Yasak savar gibi bir kutlama

Ekonomik yetersizlik nedeniyle okutulmayan, çalıştırılmak için eğitimini yarım bırakmak zorunda kalan kız çocuklarının sayısı az değildir. Eşitlikçi bir toplumda bu yoksunluk giderilebilir; ama insanların yaşamına yön vermeyi görev edinmiş din odaklı kültürün uygulayıcılarından bu konuda esneklik beklenemez; kendi önceliklerini kollarlar çünkü.

Tülin Tankut

Kız çocuklarının dünyanın her yerinde toplumsal cinsiyet eşitsizliği yüzünden eğitim ve sağlığa erişim, istismar v.b. pek çok konuda ayrımcılığa uğraması nedeniyle, Birleşmiş Milletler’in dünya kamuoyunda farkındalık yaratmak amacıyla 2012’ de ilan ettiği “ On Bir Ekim Dünya Kız Çocukları Günü” , bu yıl da bazı ülkelerde ve ülkemizde yine yasak savar gibi “kutlandı”. Ana akım medyada muhafazakâr kesimin tepkisini çekmemek için olsa gerek, “kutlama” sönük geçti: Televizyonda genele teşmil edilen bir kaç başarı öyküsü, özellikle spordan verilen örnekler; belediyelerin, STK’ların, özel sektör temsilcilerinin ; konferans, film gösterimi, hediye dağıtma , spor v.b. “kutlama” etkinliklerindeki hep aynı minval üzere kurgulanmış söylemleri; resmi ağızlarda hep aynı nakarat; buna karşılık ülkede eğitimden uzak tutulan kız çocuğu sayısının 866 bini bulmuş, belki de aşmış olması kamu oyunda infial uyandırmadı! Geniş kitlelere ulaşabilen medyanın, can alıcı sorunlar konusunda reyting düşünmeksizin, eğiticilik işlevini yerine getirmesi gerekmiyor mu? Kızlar neden acaba eğitimden uzak tutuluyor?
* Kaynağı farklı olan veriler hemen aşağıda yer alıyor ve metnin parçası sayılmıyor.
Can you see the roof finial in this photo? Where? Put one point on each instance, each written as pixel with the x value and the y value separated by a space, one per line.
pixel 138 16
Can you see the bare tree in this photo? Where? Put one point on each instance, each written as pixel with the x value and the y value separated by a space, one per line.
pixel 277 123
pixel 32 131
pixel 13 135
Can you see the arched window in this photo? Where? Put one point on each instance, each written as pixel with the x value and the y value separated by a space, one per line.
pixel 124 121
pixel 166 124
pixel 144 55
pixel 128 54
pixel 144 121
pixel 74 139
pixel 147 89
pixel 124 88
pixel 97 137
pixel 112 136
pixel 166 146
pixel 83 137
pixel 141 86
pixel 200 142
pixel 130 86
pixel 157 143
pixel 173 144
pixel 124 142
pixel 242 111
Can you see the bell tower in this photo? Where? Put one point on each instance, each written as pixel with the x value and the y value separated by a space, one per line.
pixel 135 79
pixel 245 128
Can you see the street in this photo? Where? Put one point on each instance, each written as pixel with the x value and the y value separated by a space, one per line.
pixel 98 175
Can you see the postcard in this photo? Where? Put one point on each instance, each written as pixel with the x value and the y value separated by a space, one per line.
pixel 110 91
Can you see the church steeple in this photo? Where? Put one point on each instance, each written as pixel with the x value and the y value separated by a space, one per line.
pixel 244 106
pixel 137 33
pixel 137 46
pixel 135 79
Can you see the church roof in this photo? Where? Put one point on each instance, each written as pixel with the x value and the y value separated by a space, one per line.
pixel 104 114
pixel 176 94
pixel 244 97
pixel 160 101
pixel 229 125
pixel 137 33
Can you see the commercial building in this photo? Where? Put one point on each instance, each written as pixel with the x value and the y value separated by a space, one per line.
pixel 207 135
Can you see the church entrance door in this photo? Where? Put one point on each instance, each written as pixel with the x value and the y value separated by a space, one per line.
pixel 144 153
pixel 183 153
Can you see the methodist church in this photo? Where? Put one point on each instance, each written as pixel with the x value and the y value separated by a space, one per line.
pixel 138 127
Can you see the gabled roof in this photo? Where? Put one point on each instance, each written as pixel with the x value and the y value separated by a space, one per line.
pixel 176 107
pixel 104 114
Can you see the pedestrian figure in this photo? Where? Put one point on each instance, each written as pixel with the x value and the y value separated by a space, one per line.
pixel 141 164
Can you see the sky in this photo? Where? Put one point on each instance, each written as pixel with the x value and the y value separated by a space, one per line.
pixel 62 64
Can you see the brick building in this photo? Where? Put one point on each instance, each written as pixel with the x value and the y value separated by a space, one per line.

Bunun nedeni nasıl olsa evlenecek diye, eğitim masrafları ve buna ek olarak velilerden bağış adı altında alınan ücretleri ödemekten kaçınmak ve kızlar için Kur’an kurslarını yeterli görmek olabilir mi? Kız çocuğu, emek sömürüsüne neden 6 yaş gibi çok küçük yaşlarda maruz kalıyor? Annesi işteyken ev işleri ve kardeşlerine bakmak ona kaldığı için değil mi?

Kuşkusuz kız – erkek, çocuğu toplumsallığa hazırlayan önce ebeveyndir. Her çocuk yetiştirildiği ortamın, yetiştiricilerin; sınıfsal, etnik, dinsel- mezhepsel, ulusal, politik aidiyetlerinin izlerini taşır. Eğitimin doğasından gelen kısıtlama ve yasaklarsa her eğitim sisteminde içkindir. Ancak toplumsal cinsiyet eşitsizliği yüzünden kızlar özel alana, oğlanlar kamusal alana yönlendirilir. Oysa kızların okutulması, potansiyellerinin açığa çıkarılması, özgürlüğe giden yolda ilk adımları oluşturur. Onların bilim, siyaset, sanat, müzik, resim, bale, heykel, dans v.b. alanlardan uzak yetiştirilmesi, insanlığın kültürel gelişimi açısında da bir kayıp olmayacak mıdır?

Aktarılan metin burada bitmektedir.